The LT search system is not complete. In particular, it cannot prove P \/ ---P. This theorem cannot be proved because of the unidirectional application of detachment.
LT demonstrates a common use of selectivity. Namely, if we search for an object satisfying properties p1, p2, and p3, then we should generate only those objects which already satisfy two of these (the "optimal" two) and test for the third.
The complexity of LT is roughly compared with BMA (British Museum Algorithm), giving an indication of why LT is better.
The matching process is described in more detail.
LT naturally performs a breadth-first search. Heuristics to prune out portions of the search tree are briefly described ("stop rules") and the effects on the search are given. Also, the effect of the list of known theorems on search is discussed. Also, possible heuristics to scan the untried-problem list to search on the most "valuable" formula is discussed briefly.
Another heuristic uses abstraction by ruling out matching "dissimilar" formulas (the "similarity test")--where similarity is determined by describing the formula in terms of number of & number of occurrences of variables on the LHS and RHS of a formula. This heuristic does not seem to help a great deal since it usually rules out matchings that would have been ruled out quickly by the matching procedure anyway.
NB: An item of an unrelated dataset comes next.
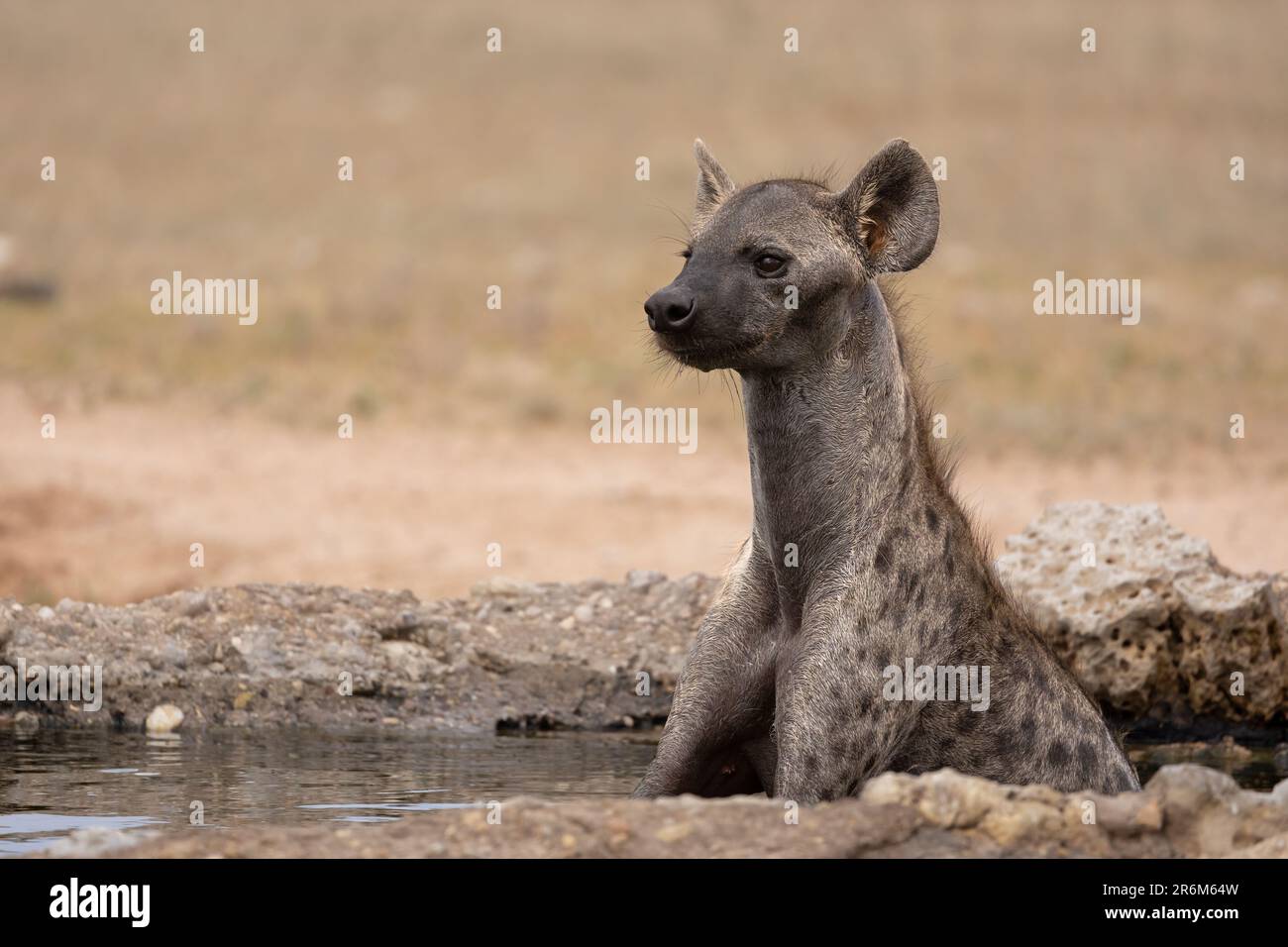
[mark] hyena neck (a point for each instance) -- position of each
(840, 462)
Processing effort in terms of eip's are given for the nontrivial theorems proven from Chapter 2 of Principia Mathematica. This provides a way to evaluate heuristics such as the similarity test. It also leads to the conclusion that processing effort is, generally, exponentially related to proof length.
Two possible ways LT could learn from experience are discussed: (1) The known theorem list could be expanded when new theorems are proven. (2) A list of known theorems could be associated with each of the DT, CF, CB operators (those which have proven useful with that operator on previous problems) and these associated theorems checked first (falling back on the other theorems as a backup). This second option was implemented and performance compared on the nontrivial theorems proven from Chapter 2 of Principia Mathematica. About half the problems were solved twice as fast, with the other half solve twice as slowly. This is because performance improved on theorems with proofs similar to proofs seen before and performance was hampered on theorems which required novel proofs.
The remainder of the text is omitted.